古田先生の絶筆、徴兵検査と「赤紙」の狭間で

 夜、帰宅すると、友好団体の「多元的古代研究会」の会報「多元」No.130号が届いていました。友好団体間で行っている機関紙交流用に送っていただいたものです。
 今号は一面に古田先生の遺影と訃報が掲載され、2頁目には古田先生による「遺稿・真実と虚偽2」が掲載されていました。半頁ほどの短いものでしたが、末尾には「二〇一五、一〇月十二日脱稿」と執筆日が付されており、先生が亡くなられた14日の二日前の日付であることから、これは先生の絶筆ではないでしょうか。字数が少ないことから、すでにこの日には体調がすぐれなかったのかもしれません。心が痛みます。
 しかし、短文ではありますが、その内容は現在の日本国がおかれた状況を危惧した、古田先生の心の奥底からの訴えであり、後生にのこされた「遺言」のような気がしてなりません。
 その前半は、義兄(井上嘉亀氏)から聞かれた、満州に取り残された日本人婦女子に対するソ連兵の組織的集団強姦事件の話であり、後半は徴兵を目前にした旧制広島高校での生徒たちの会話(何のために死ぬのか。死ねるのか。)です。いずれのお話も、わたしは何度も先生からお聞きしたことがあり、先生としては死ぬ前にどうしてもこれだけは何度でも伝えておきたかったことに違いありません。「多元」から後半部分を引用させていただきます。

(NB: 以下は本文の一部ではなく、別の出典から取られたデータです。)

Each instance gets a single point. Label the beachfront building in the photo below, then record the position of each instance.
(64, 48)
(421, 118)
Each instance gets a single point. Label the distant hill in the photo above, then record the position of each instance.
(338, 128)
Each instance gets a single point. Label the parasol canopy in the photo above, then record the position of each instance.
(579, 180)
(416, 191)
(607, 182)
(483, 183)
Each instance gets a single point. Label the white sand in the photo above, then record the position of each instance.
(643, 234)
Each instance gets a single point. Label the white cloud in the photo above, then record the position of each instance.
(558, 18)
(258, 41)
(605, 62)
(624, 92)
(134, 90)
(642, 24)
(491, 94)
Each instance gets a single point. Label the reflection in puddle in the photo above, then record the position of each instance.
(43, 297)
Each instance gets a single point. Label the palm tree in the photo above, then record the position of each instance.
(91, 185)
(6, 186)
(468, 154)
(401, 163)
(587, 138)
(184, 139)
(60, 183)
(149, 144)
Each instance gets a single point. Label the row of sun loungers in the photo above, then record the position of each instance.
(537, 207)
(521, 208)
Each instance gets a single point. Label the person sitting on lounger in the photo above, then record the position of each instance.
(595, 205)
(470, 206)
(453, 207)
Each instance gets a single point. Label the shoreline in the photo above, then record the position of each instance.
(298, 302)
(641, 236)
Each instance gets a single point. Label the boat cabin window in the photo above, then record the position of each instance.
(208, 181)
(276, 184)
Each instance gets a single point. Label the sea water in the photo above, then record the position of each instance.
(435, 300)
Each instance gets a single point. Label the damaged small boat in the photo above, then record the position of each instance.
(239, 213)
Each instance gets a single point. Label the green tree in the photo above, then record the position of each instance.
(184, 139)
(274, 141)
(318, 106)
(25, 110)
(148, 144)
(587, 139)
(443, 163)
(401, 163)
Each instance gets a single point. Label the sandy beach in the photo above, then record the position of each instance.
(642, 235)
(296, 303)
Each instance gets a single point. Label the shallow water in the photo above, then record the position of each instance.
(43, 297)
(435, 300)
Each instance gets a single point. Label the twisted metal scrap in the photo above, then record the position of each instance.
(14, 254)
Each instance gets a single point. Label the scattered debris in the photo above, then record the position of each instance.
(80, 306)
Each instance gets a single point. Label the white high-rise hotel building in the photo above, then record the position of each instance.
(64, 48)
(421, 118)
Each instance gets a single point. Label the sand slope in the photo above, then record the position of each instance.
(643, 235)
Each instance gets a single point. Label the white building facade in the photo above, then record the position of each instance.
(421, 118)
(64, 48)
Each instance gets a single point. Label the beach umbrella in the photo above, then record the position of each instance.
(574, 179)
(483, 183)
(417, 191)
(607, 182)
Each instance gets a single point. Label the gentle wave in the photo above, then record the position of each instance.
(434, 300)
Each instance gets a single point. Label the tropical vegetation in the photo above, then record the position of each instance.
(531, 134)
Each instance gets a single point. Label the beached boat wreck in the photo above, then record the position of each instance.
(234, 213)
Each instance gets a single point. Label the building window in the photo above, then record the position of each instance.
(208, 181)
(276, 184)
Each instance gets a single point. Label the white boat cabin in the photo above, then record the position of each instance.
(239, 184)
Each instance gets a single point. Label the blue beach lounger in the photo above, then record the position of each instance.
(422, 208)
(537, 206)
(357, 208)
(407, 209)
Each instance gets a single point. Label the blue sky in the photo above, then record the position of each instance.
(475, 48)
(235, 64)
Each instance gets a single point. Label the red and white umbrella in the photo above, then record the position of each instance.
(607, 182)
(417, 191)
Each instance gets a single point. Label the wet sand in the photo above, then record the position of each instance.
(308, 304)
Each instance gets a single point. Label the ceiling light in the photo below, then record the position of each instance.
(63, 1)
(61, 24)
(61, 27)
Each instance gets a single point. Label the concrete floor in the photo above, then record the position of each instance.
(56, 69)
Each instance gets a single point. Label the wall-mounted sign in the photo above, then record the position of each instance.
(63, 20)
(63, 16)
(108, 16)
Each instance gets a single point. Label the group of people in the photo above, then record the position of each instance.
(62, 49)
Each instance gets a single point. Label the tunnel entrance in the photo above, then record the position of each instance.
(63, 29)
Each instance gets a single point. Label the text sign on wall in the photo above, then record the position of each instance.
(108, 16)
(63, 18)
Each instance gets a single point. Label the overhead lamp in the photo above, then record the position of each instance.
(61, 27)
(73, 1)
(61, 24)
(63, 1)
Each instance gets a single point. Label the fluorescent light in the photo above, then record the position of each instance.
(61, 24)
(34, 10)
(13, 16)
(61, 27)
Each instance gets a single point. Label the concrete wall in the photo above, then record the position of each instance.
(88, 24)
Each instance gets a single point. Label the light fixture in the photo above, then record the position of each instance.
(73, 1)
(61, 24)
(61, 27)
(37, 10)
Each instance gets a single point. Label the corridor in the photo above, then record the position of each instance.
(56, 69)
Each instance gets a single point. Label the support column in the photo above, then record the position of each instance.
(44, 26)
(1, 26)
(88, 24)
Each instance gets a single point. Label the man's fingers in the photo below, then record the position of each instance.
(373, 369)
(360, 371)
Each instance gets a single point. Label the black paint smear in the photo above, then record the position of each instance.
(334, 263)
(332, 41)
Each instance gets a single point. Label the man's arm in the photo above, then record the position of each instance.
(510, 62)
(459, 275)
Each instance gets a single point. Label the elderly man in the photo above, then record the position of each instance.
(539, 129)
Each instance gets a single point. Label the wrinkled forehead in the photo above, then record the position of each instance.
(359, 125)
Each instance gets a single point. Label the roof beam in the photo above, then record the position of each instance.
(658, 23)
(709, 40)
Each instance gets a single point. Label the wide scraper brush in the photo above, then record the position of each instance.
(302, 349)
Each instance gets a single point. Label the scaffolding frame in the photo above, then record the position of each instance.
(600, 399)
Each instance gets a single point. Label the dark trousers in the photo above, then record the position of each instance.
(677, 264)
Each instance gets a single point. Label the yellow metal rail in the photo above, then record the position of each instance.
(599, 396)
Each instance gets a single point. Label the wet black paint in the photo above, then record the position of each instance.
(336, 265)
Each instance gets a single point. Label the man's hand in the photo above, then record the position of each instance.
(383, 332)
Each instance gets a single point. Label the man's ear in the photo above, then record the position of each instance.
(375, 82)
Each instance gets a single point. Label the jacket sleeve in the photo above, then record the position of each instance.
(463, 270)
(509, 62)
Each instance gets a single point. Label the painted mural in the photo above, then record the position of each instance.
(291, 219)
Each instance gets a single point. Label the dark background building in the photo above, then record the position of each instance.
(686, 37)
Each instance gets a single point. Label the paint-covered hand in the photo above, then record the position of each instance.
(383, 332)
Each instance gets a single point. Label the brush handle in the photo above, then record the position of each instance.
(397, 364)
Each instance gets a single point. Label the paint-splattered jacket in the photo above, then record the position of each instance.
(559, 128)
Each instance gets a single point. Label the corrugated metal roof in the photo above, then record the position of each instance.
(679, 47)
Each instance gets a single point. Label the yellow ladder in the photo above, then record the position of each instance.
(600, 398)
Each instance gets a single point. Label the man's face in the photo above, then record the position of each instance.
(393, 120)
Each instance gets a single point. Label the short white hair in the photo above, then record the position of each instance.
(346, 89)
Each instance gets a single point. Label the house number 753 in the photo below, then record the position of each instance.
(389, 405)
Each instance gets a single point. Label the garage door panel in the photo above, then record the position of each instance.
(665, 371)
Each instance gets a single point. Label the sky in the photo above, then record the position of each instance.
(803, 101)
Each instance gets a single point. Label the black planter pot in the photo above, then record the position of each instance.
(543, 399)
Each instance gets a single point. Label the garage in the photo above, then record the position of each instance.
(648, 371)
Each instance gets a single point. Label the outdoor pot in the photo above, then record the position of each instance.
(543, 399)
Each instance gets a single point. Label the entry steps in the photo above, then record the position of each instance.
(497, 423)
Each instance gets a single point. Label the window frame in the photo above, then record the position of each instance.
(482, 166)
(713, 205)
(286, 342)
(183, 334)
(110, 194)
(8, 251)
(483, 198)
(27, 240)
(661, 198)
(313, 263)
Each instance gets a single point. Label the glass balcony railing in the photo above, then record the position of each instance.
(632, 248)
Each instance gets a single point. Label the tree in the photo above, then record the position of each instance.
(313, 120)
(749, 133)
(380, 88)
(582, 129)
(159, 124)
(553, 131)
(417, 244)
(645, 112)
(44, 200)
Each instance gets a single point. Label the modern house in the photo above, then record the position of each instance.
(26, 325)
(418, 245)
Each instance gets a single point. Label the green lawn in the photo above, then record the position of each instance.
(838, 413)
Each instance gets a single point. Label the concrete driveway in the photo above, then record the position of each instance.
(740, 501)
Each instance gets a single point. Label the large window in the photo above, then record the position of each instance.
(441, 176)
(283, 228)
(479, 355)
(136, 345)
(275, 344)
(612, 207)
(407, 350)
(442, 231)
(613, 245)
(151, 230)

 日本はすでに負けることを知っていた。戦時中だ。一晩中、旧制広島高校で議論した。
 「わたしたちはどうしたらいい?」
 「今、アメリカが、極東から沖縄まで、唯一独立国である日本国を、植民地にしようとしている。」
 「その日本国を植民地にするために、狙っているのがアメリカだ。」
 「しかし、わたしたちが“アジアのために”戦って負けたら、次は必ず〈アジアが独立する〉ときが来る。」
 「そのために“戦う”のなら、〈戦う意味がある〉のではないか。」
 夜を徹して、議論した。それが結論だった。
  〔二〇一五年一〇月十二日脱稿〕

 おそらくこのとき、古田青年は徴兵検査を終え、「赤紙」(徴収礼状)が来るのを待っていた時期と思います。というのも、わたしは古田先生から次のようなお話を聞いたことがあるからです。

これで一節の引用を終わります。